Théodore Deck began his apprenticeship as an itinerant fabricator of tile stoves throughout Germany. After learning his trade, he moved to Vienna where he worked in the imperial residences. Then, at the age of 33, Deck accepted employment as a foreman of a popular stove factory in Paris. Having a long-held interest in chemistry, he was preoccupied with the rediscovery of the lost process of creating transparent enamels and in 1858, Deck founded his own workshop in Paris. Only three years later he exhibited faience-inspired pieces at the Exhibition of Industrial Arts in Paris and won a medal. The following year he was awarded another medal in London.
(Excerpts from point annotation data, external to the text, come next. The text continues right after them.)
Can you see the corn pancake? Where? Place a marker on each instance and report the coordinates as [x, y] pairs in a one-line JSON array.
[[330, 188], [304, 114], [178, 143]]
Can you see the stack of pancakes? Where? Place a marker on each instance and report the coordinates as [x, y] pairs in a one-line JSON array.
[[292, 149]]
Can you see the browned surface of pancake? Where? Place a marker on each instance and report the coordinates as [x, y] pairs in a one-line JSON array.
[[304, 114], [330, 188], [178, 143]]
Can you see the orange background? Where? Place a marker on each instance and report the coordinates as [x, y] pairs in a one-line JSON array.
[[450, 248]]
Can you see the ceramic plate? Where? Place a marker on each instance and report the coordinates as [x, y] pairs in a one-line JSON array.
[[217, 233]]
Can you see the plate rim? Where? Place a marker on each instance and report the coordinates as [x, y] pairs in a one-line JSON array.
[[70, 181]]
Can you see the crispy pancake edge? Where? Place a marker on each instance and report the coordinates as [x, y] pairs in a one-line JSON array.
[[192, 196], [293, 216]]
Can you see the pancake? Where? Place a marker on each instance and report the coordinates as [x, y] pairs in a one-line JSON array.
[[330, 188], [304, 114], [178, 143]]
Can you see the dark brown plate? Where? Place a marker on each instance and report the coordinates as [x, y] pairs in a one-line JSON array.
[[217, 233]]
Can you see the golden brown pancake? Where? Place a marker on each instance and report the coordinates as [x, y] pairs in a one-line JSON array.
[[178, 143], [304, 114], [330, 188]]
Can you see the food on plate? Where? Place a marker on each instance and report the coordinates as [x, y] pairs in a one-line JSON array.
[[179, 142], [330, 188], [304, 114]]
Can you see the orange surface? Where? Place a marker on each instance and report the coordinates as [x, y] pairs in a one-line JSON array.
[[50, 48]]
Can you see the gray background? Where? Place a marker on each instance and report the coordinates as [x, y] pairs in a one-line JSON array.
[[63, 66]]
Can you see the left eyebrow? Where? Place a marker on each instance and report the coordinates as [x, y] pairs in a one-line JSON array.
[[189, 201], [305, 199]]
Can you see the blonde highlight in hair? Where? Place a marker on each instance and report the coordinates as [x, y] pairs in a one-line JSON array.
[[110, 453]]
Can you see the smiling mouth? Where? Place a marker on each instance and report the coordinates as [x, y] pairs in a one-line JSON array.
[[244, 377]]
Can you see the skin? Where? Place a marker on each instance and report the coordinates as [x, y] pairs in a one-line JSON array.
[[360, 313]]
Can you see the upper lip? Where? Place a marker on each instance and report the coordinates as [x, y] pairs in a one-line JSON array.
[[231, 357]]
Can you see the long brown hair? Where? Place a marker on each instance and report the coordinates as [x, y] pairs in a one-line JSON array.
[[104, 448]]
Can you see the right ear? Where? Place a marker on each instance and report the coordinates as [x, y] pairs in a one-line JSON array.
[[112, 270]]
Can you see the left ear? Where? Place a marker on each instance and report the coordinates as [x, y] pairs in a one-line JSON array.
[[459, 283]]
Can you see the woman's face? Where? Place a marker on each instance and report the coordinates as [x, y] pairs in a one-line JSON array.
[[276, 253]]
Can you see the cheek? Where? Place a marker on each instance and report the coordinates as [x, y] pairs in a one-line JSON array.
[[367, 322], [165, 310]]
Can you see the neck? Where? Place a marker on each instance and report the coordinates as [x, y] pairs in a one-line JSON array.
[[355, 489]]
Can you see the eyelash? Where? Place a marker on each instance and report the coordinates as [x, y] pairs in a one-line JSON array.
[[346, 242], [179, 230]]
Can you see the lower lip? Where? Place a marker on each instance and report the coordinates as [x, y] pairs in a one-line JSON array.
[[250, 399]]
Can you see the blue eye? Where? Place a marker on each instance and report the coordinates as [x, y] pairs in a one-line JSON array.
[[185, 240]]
Deck is best remembered for his brilliantly coloured glazes, including the famous 'Deck blue', first shown in 1874 at the Exhibition of the Union Centrale. He was inspired by Iznik pottery from Turkey and also by Assyrian, Hispano-Moresque, Chinese and Italian Renaissance ceramics. After the World's Fair in Paris in 1878, the Legion d'honneur awarded him with a medal. Several 'hookah-shape' vases were exhibited by Deck at the Paris Exposition de l'Union Centrale des Beaux-Arts appliqués à l'industrie in 1865.
Until his appointment as Director of the Manufacture de Sèvres in 1887, his production was prolific. In his role at Sèvres, he trained the next generation of ceramicists, including Edmond Lachenal and Émile Decoeur, who helped him overcome prevailing academicism and become one of the leaders of the French ceramics revolution.
Other works by Théodore Deck are held in the collections of the Walters Art Museum, the Musée Unterlinden (Colmar), the Musée Théodore Deck, the Indianapolis Museum of Art, the Musée d'Orsay, the Musée des Arts Décoratifs, the Victoria and Albert Museum, the British Museum and the Metropolitan Museum of Art.